Table of Contents
In this week’s Security Advisory
- Veeam Patches Critical Backup & Replication Vulnerability
- CrushFTP Patches Authentication Bypass Vulnerability
- Ingress NGINX Controller Vulnerable to Unauthenticated RCE
- New Vulnerability in VMware Tools for Windows
Veeam Patches Critical Backup & Replication Vulnerability
Veeam has now patched a critical vulnerability affecting its Backup & Replication product. The vulnerability, CVE-2025-23120 (CVSS 9.9/10), could allow for remote code execution by authenticated domain users.
Affected Versions
Veeam Backup & Replication version 12.3.0.310 and all earlier version 12 builds.
Recommendations
- Upgrade to Veeam Backup & Replication build 12.3.1.1139.

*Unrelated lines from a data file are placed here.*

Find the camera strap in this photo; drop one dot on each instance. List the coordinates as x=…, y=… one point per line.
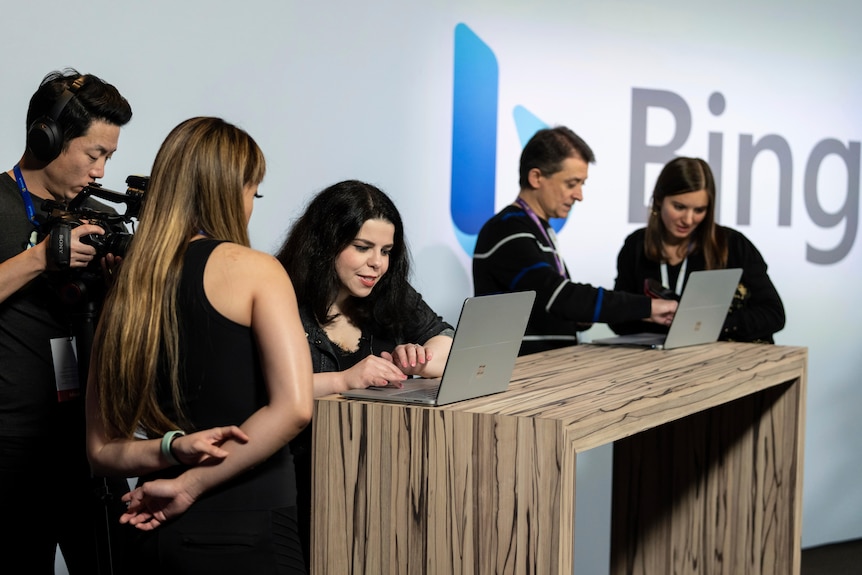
x=60, y=245
x=28, y=204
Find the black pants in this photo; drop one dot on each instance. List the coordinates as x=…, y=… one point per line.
x=48, y=498
x=215, y=542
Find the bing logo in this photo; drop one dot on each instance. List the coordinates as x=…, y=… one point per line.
x=474, y=136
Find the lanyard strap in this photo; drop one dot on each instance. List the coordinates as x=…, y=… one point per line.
x=665, y=282
x=25, y=195
x=524, y=206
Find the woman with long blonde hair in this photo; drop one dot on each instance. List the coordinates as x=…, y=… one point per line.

More Reading / Information
- https://www.securityweek.com/veeam-patches-critical-vulnerability-in-backup-replication/
- https://www.veeam.com/kb4724
CrushFTP Patches Authentication Bypass Vulnerability
CrushFTP released an update to address a newly discovered critical vulnerability. This vulnerability can lead to an unauthenticated attacker accessing unpatched servers if they are accessible over HTTPS. CrushFTP indicates that the vulnerability is mitigated when the DMZ feature of the service is activated . Currently, there are no reports of this being exploited in the wild, however, it is still recommended to patch as soon as possible.
Affected Versions
- CrushFTP 11.0.0 to 11.3.0.
- CrushFTP 10.0.0 to 10.8.3.
Recommendations
- Update CrushFTP 11.0.0 to 11.3.0 to 11.3.1 or later.
- Update CrushFTP 10.0.0 to 10.8.3 to 10.8.4 or later.
More Reading / Information
- https://www.bleepingcomputer.com/news/security/crushftp-warns-users-to-patch-unauthenticated-access-flaw-immediately/
- https://www.crushftp.com/crush11wiki/Wiki.jsp?page=Update
Ingress NGINX Controller Vulnerable to Unauthenticated RCE
Patches are now available to address five new vulnerabilities discovered in the Ingress NGINX Controller for Kubernetes. These vulnerabilities can be chained together to achieve unauthenticated remote code execution and directory traversal. The vulnerabilities are CVE-2025-24513, CVE-2025-24514, CVE-2025-1097, CVE-2025-1098, and CVE-2025-1974, with the highest being a CVSS 9.8/10
Affected Versions
- Ingress NGINX Controller versions prior to 1.11.5.
- Ingress NGINX Controller version 1.12.0-beta.0 and later.
Recommendations
- Upgrade to Ingress NGINX Controller versions 1.12.1, 1.11.5, or 1.10.7.
- If you can’t upgrade right away, you can significantly reduce your risk by turning off the Validating Admission Controller feature of ingress-nginx.
More Reading / Information
- https://thehackernews.com/2025/03/critical-ingress-nginx-controller.html
- https://kubernetes.io/blog/2025/03/24/ingress-nginx-cve-2025-1974/
New Vulnerability in VMware Tools for Windows
VMware released a patch for an authentication bypass vulnerability in VMware Tools for Windows. The vulnerability is being tracked as CVE-2025-22230 (CVSS 7.8/10). VMware Tools for Windows is a suite of utilities and drivers that enhances the performance and management of virtual machines. The Linux and macOS versions of the utilities are not affected.
Affected Versions
- All versions of VMware Tools for Windows before v12.5.1.
Recommendations
- Upgrade to VMware Tools for Windows v12.5.1.
More Reading / Information
- https://support.broadcom.com/web/ecx/support-content-notification/-/external/content/SecurityAdvisories/0/25518
- https://www.securityweek.com/vmware-patches-authentication-bypass-flaw-in-windows-tools-suite/
Recommendations
Please review your environment to ensure the above-mentioned issues are patched in a timely manner. It is security best practice to regularly update and/or patch software to the latest versions. The vulnerabilities above highlight the security benefits of limiting deployed software to “vendor-supported versions” only. This dramatically increases the likelihood that new vulnerabilities have a patch issued for them. Likewise, CyberMaxx strongly encourages maintaining an inventory of current software in your environment, which helps ensure and inform your patch and vulnerability management program.